At Just Law Utah, we have a team of experienced lawyers who are dedicated to helping families throughout Salt Lake City find the peace of mind they deserve. We offer effective solutions and we are passionate about protecting our client’s rights and interests.

Our motivated legal professionals can guide you through every aspect of your case to ensure you are prepared for the road ahead. Whether you need help dividing assets or determining child custody arrangements, we are here for you.

Call (801) 701-3522, or contact our team in Salt Lake City Family Law Attorneys to set up your case consultation. Don’t hesitate, to call today.

Guardian Ad Litem FAQs

What is a Guardian Ad Litem?

A guardian ad litem, most commonly referred to as just a “GAL,” is an attorney appointed by the Court to represent the child(ren) involved in a custody case and their best interests.

What Not to Say to a Guardian Ad Litem?

It’s best to keep conversations positive and focus on how you can provide the best environment for your child. Avoid speaking poorly about the other parent or putting your child in the middle.

Who Pays for a Guardian Ad Litem?

In most cases, it’s the responsibility of the parents to equally pay for the GAL’s time and efforts. Therefore, traditionally, each parent is responsible for half the GAL’s total costs. However, this is not always the case and many other additional factors such as income disparity between the parties may factor into the analysis as to who pays for the GAL or who pays more for the GAL. As a result, it is a good idea to speak with an experienced family law attorney so that they can analyze how you should address GAL payments with the court.

How Much Weight Does a Guardian Ad Litem Have?

The court will place substantial weight on what the guardian recommends since they are the only person in the proceedings who solely represents the child’s interests. Typically, the court will follow the GAL’s recommendations. However, it is important to remember that this is not always the case and it is important to have an experienced family law attorney review the facts of your case prior to you agreeing to a GAL’s recommendations.

What is a Guardian Ad Litem Looking For?

The GAL investigates details that could affect the child’s well-being and the parent-child relationship. For example, they’ll inquire about the stability of each parent’s home, the nature of the dispute, co-parenting relationship, family history, and more.

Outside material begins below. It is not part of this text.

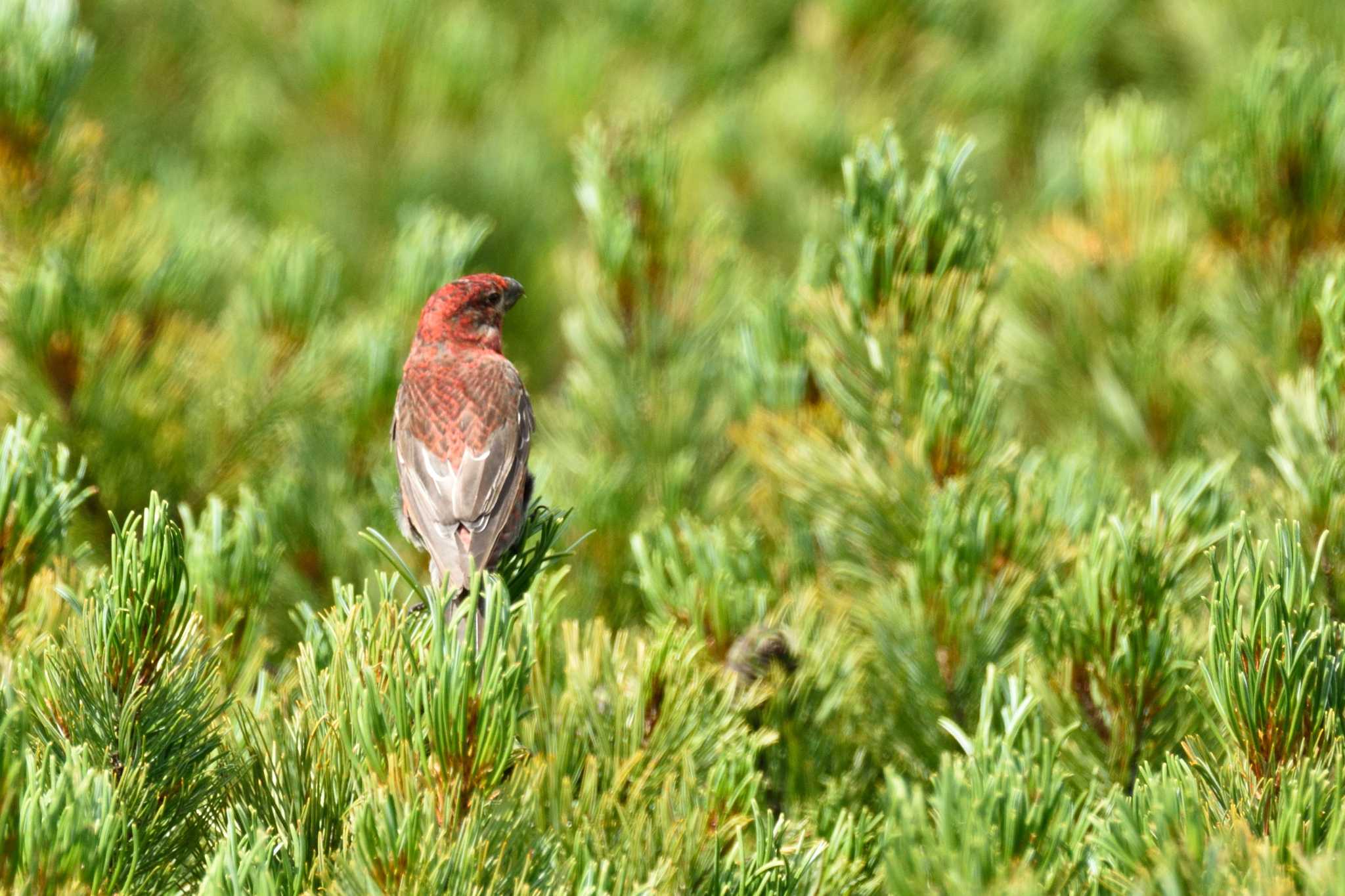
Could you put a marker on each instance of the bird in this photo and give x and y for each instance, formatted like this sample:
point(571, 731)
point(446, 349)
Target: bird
point(462, 433)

What Does a Guardian Ad Litem Look For in a Home Visit?

The GAL is trained to look for several things at a home visit. First and foremost, they want to ensure the children’s safety and the parent’s competency. They’ll look to ensure there is healthy food in the refrigerator, the home is clean and orderly, and the children have a proper bed, toys, books, and clean clothes. They’ll also investigate whether abuse has occurred and interview the children to determine their goals and concerns regarding visitation and parent-time.

How to Get a Guardian Ad Litem?

You may ask your judge to appoint a GAL at any point if you believe that the assistance of a neutral person would be beneficial. Make sure to consult with an experienced family law attorney before making a decision.

How Much Does a Guardian Ad Litem Cost?

GAL’s can range from $150-$350 per hour. Depending on your circumstances, you may be able to find one to work on a pro bono basis.

How Long Does a Guardian Ad Litem Investigation Take?

Although each case is unique, it typically takes a GAL a few months to complete their investigation and make a recommendation to the court.

What Will a Guardian Ad Litem Ask?

A GAL may ask detailed questions to gather information that could help the judge make an informed custody decision. Here’s a list of a questions they may ask children:

  • 
What do you like to do with your Mom?
  • What are some things you like about your dad?
  • When is your bedtime?
  • Who helps you with homework?
  • What did your parents tell you about meeting me?